Na papierowych ręcznikach leży i się suszy. Trochę grubsza warstwa leży...dobrze, że jest ciepło.Niby wcale za dużo nie nazbierałam, a cały dzień obierania tego z kwiatków. 🤪
Część zalana syropem z cukru i wody(kilo cukru na litr wody) leży i czeka na cytryny 😁 potem podgrzeję i do słoiczków.
A suszone kwiaty do mojej kwiatowej herbaty...w tym roku będzie bardzo kwiatowa. Niewiele liści wiśni dałam, a za to masę różnych kwiatów 😋
To naprawdę bardzo aromatyczna herbata...pieknie pachnie i równie cudownie smakuje. Kwiaty czarnego bzu nadają jej nieco mjodowego zapachu i smaku. Tym razem nie żałowałam kwiatu czarnego bzu 😁 już się nie mogę doczekać degustacji.
Dodam jeszcze kwiatków poziomek w tym roku bo obficie kwitną mi ....poziomeczki pycha 😋 szkoda, że takie malusie.
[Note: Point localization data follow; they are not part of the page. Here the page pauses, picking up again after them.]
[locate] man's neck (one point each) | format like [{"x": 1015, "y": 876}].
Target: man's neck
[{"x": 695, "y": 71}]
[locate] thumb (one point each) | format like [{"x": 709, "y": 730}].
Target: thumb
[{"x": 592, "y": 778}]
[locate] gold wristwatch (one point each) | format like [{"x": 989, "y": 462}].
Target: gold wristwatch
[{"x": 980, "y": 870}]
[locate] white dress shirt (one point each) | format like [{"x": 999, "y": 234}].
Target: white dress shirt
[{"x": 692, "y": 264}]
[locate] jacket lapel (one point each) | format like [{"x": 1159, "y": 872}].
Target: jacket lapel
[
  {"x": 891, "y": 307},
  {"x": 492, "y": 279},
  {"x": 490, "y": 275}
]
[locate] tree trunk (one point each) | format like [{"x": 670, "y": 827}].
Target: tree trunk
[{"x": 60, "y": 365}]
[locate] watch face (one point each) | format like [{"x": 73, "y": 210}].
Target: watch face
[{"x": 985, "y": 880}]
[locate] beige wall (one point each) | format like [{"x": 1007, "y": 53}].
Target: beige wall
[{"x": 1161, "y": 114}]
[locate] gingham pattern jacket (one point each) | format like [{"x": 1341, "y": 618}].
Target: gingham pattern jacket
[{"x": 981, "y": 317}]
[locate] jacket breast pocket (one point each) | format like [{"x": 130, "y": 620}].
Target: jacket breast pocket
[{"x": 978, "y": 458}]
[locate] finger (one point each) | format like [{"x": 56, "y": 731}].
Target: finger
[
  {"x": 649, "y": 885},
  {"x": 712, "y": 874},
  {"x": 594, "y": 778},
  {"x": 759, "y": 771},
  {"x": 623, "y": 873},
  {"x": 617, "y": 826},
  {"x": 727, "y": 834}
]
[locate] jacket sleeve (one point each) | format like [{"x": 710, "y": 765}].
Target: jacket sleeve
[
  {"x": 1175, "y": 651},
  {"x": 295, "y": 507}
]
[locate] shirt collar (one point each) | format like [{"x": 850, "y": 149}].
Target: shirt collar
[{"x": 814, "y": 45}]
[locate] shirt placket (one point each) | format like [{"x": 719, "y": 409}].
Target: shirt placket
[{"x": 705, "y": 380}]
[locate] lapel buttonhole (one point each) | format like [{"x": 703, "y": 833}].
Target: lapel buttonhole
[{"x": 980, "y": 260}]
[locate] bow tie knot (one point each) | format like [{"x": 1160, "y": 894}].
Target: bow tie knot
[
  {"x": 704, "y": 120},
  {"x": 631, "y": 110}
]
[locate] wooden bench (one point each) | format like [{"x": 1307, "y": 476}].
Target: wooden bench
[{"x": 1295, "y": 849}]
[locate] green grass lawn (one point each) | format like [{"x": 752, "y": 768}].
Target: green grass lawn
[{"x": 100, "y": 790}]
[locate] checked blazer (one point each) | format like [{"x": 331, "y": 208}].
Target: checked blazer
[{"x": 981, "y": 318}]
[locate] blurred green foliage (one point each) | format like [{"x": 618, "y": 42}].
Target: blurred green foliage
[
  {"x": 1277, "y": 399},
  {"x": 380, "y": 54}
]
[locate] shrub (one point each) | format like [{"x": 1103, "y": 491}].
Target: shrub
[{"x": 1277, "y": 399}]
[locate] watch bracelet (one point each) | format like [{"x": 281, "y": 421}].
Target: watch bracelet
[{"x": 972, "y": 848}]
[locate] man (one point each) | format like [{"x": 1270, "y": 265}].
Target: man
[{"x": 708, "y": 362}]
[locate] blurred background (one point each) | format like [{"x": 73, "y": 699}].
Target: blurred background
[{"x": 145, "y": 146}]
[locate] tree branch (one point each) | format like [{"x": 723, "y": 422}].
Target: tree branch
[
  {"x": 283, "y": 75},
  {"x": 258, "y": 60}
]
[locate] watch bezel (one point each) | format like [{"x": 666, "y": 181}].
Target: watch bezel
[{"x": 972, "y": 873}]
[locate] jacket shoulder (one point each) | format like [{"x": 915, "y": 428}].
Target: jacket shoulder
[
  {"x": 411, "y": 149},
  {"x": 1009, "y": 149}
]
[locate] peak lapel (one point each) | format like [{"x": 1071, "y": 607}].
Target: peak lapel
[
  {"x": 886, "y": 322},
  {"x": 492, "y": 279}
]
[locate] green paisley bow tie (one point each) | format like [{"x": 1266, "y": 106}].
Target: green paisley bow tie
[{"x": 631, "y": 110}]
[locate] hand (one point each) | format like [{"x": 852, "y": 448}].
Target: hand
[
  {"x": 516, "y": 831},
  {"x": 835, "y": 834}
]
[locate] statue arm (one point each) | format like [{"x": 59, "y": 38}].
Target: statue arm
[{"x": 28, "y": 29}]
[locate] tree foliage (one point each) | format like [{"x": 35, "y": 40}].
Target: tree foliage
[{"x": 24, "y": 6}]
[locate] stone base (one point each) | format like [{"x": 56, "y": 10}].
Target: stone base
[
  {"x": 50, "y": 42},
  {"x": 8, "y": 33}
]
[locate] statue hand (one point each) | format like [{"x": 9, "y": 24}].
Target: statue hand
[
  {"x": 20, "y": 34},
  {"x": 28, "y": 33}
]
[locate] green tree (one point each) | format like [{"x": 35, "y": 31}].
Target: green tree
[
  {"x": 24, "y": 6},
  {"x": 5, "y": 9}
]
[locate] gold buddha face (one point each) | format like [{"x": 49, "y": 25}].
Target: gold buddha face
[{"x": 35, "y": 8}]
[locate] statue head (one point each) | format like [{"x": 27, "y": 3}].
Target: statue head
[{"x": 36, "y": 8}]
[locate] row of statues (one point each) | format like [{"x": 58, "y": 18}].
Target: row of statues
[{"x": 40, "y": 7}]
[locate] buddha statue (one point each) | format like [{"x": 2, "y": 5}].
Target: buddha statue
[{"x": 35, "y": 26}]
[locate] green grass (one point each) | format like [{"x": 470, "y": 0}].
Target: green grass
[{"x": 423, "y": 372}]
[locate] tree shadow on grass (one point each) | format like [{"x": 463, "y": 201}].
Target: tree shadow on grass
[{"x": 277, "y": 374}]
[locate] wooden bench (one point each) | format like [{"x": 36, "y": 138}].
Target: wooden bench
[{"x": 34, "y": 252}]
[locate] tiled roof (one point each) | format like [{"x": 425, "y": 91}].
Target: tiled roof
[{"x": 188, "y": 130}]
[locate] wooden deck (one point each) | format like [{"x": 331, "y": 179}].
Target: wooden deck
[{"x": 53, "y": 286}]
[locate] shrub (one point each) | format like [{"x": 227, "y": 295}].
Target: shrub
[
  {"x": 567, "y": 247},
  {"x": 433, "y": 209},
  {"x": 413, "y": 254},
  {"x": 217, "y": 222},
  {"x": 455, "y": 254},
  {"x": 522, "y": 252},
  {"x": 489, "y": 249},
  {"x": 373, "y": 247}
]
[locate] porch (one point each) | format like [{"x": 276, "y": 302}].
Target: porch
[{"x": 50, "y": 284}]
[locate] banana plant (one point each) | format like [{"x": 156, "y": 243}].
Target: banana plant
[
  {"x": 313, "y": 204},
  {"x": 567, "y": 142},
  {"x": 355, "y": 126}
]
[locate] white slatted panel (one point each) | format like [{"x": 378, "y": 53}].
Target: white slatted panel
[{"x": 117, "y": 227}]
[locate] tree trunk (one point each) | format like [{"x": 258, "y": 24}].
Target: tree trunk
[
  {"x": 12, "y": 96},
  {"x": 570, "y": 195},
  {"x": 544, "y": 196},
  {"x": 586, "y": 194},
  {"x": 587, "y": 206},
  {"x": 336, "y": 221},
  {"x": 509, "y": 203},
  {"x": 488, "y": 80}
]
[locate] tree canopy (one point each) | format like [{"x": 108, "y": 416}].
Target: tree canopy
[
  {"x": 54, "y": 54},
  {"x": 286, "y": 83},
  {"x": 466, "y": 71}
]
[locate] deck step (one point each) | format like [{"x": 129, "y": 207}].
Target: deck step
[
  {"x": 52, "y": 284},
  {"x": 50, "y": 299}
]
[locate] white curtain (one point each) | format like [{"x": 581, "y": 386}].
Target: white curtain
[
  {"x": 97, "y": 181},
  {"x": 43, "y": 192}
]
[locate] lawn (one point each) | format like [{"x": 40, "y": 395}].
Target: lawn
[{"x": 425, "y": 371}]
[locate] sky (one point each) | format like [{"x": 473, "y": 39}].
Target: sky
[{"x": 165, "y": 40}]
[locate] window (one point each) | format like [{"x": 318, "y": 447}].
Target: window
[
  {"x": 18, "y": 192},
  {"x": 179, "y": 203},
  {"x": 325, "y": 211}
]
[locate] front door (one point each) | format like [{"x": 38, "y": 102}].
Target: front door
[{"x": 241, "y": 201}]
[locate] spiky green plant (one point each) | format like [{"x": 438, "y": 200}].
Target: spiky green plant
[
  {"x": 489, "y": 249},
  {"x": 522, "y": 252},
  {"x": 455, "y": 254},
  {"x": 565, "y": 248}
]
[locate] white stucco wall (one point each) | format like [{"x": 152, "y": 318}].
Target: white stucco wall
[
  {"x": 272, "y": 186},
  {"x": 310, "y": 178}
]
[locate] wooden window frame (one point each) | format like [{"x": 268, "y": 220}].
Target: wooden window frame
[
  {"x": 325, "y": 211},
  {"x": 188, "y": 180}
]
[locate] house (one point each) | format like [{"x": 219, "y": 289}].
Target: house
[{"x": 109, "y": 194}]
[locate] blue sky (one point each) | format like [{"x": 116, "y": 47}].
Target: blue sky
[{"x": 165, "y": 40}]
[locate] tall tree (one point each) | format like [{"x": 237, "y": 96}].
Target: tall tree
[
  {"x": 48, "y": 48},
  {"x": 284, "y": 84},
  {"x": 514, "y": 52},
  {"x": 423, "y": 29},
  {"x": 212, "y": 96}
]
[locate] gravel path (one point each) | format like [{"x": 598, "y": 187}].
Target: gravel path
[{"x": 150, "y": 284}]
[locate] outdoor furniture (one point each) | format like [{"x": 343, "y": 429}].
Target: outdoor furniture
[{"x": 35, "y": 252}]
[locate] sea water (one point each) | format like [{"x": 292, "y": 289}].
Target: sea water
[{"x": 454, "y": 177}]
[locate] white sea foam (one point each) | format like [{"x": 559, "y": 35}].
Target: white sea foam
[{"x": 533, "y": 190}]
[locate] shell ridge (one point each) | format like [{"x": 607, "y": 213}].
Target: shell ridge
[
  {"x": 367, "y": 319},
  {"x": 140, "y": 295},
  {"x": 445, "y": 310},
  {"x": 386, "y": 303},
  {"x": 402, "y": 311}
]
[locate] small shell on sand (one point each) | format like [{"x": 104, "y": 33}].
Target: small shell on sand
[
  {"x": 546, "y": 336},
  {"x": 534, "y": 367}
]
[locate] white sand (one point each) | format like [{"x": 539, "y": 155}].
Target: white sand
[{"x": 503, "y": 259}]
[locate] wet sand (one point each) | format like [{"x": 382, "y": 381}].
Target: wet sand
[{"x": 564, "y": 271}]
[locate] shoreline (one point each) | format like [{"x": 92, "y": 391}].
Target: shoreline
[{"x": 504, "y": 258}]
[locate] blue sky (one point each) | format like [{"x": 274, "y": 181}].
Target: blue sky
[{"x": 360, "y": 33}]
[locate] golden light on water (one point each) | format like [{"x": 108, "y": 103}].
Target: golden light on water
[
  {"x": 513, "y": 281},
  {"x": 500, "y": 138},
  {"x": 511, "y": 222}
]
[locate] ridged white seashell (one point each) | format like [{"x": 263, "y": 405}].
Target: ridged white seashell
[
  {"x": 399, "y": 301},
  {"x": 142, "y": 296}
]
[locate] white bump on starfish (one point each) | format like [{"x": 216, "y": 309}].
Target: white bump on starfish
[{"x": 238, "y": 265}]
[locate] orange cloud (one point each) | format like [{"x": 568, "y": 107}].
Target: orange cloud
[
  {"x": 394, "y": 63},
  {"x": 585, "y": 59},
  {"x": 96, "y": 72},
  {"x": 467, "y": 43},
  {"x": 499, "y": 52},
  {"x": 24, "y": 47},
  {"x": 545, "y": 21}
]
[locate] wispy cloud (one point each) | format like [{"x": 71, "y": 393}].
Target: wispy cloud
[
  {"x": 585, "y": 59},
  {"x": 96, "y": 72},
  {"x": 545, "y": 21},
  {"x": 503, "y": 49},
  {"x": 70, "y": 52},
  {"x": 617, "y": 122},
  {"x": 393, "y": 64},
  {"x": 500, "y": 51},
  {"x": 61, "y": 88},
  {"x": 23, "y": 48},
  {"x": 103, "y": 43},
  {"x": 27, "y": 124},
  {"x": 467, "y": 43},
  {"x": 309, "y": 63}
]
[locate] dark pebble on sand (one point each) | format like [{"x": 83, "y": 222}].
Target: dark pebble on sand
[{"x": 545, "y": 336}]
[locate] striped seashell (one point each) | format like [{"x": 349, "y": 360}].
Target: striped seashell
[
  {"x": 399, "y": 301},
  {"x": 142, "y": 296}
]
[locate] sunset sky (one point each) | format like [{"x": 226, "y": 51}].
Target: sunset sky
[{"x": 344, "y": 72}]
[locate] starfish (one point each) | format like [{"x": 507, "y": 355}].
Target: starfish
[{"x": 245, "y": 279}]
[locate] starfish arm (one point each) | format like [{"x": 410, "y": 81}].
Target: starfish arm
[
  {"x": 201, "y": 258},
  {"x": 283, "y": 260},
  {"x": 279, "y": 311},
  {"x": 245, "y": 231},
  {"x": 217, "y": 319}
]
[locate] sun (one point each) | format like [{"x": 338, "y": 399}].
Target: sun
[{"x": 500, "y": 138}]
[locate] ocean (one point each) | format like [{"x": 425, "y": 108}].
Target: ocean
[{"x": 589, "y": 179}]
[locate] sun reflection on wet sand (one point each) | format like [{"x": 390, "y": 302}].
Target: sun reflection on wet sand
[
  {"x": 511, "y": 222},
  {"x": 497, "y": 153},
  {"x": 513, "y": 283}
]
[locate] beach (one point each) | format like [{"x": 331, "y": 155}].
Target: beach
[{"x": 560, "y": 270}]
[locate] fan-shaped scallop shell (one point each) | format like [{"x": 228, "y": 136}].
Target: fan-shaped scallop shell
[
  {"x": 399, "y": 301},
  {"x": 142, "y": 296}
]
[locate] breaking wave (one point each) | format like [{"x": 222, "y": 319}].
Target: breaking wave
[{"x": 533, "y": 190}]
Tak więc uradowana jestem...co do mojej diety to jeszcze efektów nie widać 🥴 no ale to dopiero miesiąc. Czekam wytrwale. Jest tak gorąco, że zastanawiam się czy o 6 rano nie chodzić na spacer.
No i ta susza 😒 mój ogród czeka na deszcz 🤗 codziennie trzeba podlewać.